3.2 Running integration tests

Note: integration suite isn't yet separated from unit.

$ mvn verify

3.3 Running components locally

The core and serving modules are Spring Boot applications. These may be run as usual for the Spring Boot Maven plugin:

$ mvn --projects core spring-boot:run
# Or for short:
$ mvn -pl core spring-boot:run

Note that you should execute mvn from the Feast repository root directory, as there are intermodule dependencies that Maven will not resolve if you cd to subdirectories to run.

3.4 Running from IntelliJ

Compiling and running tests in IntelliJ should work as usual.

Running the Spring Boot apps may work out of the box in IDEA Ultimate, which has built-in support for Spring Boot projects, but the Community Edition needs a bit of help:

The Spring Boot Maven plugin automatically puts dependencies with provided scope on the runtime classpath when using spring-boot:run, such as its embedded Tomcat server. The "Play" buttons in the gutter or right-click menu of a main() method do not do this.

A solution to this is:

  1. Open View > Tool Windows > Maven

  2. Drill down to e.g. Feast Core > Plugins > spring-boot:run, right-click and Create 'feast-core [spring-boot'…

  3. In the dialog that pops up, check the Resolve Workspace artifacts box

  4. Click OK. You should now be able to select this run configuration for the Play button in the main toolbar, keyboard shortcuts, etc.

4 Validating your setup

The following section is a quick walk-through to test whether your local Feast deployment is functional for development purposes.

4.1 Assumptions

  • PostgreSQL is running in localhost:5432 and has a database called postgres which

    can be accessed with credentials user postgres and password password. Different database configurations can be supplied here (/core/src/main/resources/application.yml)
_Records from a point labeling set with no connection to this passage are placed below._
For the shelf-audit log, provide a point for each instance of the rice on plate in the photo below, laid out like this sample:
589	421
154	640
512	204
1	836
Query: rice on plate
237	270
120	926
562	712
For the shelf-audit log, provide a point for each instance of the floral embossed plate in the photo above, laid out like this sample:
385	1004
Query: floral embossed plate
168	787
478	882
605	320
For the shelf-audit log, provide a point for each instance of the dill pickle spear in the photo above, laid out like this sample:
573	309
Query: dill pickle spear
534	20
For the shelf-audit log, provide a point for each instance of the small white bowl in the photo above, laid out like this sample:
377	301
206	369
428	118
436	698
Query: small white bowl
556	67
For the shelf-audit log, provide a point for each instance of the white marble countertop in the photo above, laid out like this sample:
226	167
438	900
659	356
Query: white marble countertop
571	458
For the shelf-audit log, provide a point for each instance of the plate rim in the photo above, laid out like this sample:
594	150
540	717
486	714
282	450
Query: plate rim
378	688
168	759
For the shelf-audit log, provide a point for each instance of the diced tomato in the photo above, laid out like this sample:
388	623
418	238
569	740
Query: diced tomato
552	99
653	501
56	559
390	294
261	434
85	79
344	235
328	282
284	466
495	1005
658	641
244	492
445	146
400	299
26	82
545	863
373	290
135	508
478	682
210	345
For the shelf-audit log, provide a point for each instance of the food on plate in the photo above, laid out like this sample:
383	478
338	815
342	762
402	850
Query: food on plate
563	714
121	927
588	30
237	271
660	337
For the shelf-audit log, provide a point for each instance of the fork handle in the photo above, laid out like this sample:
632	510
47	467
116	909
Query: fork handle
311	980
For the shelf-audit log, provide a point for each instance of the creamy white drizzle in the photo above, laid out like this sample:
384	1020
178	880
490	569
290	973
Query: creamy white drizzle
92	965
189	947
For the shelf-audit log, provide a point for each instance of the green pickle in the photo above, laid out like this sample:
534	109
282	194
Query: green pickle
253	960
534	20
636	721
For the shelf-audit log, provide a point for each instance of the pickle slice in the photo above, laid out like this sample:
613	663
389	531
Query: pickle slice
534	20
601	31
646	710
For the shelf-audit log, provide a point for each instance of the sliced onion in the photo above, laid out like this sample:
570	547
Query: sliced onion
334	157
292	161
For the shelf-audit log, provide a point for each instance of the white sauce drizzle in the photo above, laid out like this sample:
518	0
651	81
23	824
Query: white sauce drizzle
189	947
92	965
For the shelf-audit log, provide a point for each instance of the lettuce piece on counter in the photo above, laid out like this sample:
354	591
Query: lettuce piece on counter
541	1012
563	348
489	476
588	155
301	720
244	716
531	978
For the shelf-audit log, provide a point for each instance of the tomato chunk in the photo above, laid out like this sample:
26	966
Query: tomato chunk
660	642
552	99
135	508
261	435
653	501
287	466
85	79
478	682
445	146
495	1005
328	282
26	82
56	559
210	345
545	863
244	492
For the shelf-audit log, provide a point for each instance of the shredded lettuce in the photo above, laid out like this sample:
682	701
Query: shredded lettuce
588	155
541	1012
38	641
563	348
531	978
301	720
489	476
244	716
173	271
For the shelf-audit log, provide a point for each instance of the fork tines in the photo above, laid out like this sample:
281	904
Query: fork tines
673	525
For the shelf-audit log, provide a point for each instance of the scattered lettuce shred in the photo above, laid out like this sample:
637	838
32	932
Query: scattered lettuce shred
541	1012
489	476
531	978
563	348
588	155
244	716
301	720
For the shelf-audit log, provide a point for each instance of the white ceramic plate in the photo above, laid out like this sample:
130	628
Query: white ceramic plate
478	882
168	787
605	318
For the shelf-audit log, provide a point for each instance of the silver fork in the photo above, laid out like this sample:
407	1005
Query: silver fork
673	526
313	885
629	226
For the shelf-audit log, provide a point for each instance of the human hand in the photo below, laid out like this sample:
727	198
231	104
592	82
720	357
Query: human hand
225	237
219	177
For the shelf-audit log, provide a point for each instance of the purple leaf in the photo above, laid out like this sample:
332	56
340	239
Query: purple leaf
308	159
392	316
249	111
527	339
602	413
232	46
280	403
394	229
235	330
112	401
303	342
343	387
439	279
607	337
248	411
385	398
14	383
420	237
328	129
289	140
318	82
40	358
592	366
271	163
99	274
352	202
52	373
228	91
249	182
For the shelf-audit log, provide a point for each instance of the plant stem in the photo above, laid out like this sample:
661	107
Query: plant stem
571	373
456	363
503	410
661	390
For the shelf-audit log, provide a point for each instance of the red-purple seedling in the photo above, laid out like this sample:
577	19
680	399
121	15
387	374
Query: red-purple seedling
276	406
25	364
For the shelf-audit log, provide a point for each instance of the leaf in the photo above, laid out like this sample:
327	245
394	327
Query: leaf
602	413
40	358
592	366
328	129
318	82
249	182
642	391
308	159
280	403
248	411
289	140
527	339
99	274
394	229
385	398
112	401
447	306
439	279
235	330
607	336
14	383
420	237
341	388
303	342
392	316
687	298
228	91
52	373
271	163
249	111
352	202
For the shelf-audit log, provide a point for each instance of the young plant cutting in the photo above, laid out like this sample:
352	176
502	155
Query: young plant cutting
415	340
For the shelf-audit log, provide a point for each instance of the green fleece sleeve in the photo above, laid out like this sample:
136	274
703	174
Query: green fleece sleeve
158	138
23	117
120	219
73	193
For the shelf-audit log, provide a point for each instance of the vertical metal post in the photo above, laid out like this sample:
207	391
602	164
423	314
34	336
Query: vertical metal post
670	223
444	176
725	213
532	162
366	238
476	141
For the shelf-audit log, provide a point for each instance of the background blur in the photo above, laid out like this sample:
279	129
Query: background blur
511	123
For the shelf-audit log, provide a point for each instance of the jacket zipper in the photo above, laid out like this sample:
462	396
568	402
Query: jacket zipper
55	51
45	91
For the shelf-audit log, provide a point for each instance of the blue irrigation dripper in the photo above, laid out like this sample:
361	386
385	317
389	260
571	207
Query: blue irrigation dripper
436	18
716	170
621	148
  • Redis is running locally and accessible from localhost:6379

  • (optional) The local environment has been authentication with Google Cloud Platform and has full access to BigQuery. This is only necessary for BigQuery testing/development.

4.2 Clone Feast

git clone https://github.com/feast-dev/feast.git && cd feast && \
export FEAST_HOME_DIR=$(pwd)

4.3 Starting Feast Core

To run Feast Core locally using Maven:

# Feast Core can be configured from the following .yml file
# $FEAST_HOME_DIR/core/src/main/resources/application.yml
mvn --projects core spring-boot:run

Test whether Feast Core is running

grpc_cli call localhost:6565 ListStores ''

The output should list no stores since no Feast Serving has registered its stores to Feast Core:

connecting to localhost:6565
Rpc succeeded with OK status

4.4 Starting Feast Serving

Feast Serving is configured through the $FEAST_HOME_DIR/serving/src/main/resources/application.yml. Each Serving deployment must be configured with a store. The default store is Redis (used for online serving).

The configuration for this default store is located in a separate .yml file. The default location is $FEAST_HOME_DIR/serving/sample_redis_config.yml:

name: serving
type: REDIS
redis_config:
host: localhost
port: 6379
subscriptions:
- name: "*"
project: "*"
version: "*"

Once Feast Serving is started, it will register its store with Feast Core (by name) and start to subscribe to a feature sets based on its subscription.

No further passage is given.